Ruth and her father used to come home with their arms full of wild flowers—the fair, lovely wild blossoms of Bavaria which sprang up everywhere in their path. The colonel was great company on these expeditions, singing airs from obsolete operas of his youth, and telling stories of La Grange, Brignoli and Amodio, of the Strakosches and Maretzeks, with much liveliness. Sometimes there would be a silence, however, and then if Ruth looked up she often met his eyes. Then he would smile and say:
“Well, Daisy!” and she would smile and say:
“Well, dear!”
But this could not last. About a week after Yvonne’s visit, the colonel, after one of these walks, instead of joining Rex for a smoke, left him sitting with Ruth under the beech tree and mounted the stairs to Mrs Dene’s room.
It was an hour later when he rose and kissed his wife, who had been sitting at her window all the time of their quiet talk, with eyes fixed on the young people below.

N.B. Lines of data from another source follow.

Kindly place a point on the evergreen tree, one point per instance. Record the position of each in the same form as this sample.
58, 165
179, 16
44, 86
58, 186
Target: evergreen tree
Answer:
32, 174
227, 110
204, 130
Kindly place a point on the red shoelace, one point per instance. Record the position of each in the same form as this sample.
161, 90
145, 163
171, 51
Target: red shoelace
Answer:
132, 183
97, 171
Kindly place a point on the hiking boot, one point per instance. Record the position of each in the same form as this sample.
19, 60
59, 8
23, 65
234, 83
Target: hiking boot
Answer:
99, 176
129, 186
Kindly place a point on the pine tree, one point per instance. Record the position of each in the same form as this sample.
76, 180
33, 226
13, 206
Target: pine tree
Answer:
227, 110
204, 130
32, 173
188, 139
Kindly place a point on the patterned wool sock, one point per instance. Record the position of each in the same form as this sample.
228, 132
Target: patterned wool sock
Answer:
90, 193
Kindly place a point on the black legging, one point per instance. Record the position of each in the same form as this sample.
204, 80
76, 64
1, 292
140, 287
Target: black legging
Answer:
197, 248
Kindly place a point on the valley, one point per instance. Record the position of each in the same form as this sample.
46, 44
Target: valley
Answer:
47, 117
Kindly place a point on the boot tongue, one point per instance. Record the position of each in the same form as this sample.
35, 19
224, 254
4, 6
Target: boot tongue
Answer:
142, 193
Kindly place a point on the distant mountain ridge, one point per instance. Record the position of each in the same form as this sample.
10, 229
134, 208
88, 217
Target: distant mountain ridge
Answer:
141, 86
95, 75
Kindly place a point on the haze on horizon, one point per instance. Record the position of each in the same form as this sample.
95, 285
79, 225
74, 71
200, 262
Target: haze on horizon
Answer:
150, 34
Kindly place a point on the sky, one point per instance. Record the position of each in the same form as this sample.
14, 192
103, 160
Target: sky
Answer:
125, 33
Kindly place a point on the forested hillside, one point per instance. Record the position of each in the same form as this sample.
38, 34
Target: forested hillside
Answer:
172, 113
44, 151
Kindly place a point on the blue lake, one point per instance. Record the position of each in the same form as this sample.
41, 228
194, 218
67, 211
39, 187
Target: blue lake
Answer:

“I never dreamed of it!” said he.
“I did, I wished it,” was her answer. “I thought he was—but they are all alike!” she ended sadly and bitterly. “To think of a boy as wellborn as Rex—” But the colonel, who possibly knew more about wellborn boys than his wife did, interrupted her:
“Hang the boys! It’s Ruth I’m grieved for!”
“My daughter needs no one’s solicitude, not even ours!” said the old lady haughtily.
“Right! Thank God!” said the veteran, in a tone of relief. “Good night, my dear!”